Membaca sebagai Roh Intelektual
Yang
menjadi fokus gerakan intelektual untuk
melakukan sebuah transformasi sosial guna menyuarakan kebenaran terhadap sebuah
ketidakadilan oleh negara dapat berangkat dari membaca. Berpikir kritis serta giat
menulis menghasilkan kerangka berpikir
hingga penyampaian terstruktur dan logis. Sarah menjelaskan, bahwa sebagian
intelektual tak hanya menjadi menara gading. Merujuk para filsuf-filsuf seperti
Friedrich Nietzsche, Jean Paul Sarte, dan Karl Marx tak membuat gerakan,
melainkan melaui tulisan mereka dapat mengilhami pembacanya, melalui bacaan-bacaan
kritis pembaca memperoleh perangsang kajian intelektual.

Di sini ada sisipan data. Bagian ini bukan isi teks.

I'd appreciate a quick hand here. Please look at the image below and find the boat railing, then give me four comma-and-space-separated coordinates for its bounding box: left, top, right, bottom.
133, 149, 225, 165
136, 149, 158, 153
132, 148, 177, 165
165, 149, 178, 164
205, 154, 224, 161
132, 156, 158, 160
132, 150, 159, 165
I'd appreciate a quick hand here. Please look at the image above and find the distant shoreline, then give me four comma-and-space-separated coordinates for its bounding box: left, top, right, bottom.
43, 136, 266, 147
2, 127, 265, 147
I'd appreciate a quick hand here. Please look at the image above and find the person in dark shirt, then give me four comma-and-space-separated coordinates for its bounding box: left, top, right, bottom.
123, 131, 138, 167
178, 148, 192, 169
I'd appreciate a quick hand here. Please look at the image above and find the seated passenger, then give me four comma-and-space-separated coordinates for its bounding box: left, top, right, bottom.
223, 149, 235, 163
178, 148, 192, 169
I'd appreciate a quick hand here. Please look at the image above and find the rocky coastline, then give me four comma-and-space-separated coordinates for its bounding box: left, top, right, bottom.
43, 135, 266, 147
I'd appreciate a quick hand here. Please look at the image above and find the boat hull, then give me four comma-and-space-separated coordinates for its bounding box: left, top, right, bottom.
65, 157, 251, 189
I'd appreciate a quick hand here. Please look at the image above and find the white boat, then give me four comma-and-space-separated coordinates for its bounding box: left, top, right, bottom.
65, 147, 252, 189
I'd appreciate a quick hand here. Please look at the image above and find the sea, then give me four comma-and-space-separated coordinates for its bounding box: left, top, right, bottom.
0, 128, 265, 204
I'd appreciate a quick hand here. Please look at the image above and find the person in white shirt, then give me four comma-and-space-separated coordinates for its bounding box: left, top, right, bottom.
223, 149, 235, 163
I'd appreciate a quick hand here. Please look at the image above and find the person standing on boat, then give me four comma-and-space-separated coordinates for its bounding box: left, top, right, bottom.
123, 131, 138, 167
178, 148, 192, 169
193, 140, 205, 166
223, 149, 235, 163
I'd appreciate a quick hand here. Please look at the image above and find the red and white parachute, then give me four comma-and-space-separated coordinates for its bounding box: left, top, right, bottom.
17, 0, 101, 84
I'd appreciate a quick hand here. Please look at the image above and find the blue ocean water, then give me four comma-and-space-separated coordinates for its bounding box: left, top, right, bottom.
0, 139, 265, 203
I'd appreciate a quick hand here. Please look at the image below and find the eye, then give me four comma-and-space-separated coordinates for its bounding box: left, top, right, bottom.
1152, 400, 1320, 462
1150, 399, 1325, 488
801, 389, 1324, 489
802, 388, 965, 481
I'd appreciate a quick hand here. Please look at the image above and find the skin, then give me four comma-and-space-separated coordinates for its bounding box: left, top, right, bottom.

“Jadi, menurut saya tidak salah
kalau ada akademisi atau intelektual yang mereka berfokus pada kajian kritis.
Perannya membaca, menulis, berpikis
kritis, menjadi filsuf tidak masalah, karena tidak semua intelektual tidak
turun ke jalan (demonstrasi). Namun mereka bisa menggugah sebuah gerakan,”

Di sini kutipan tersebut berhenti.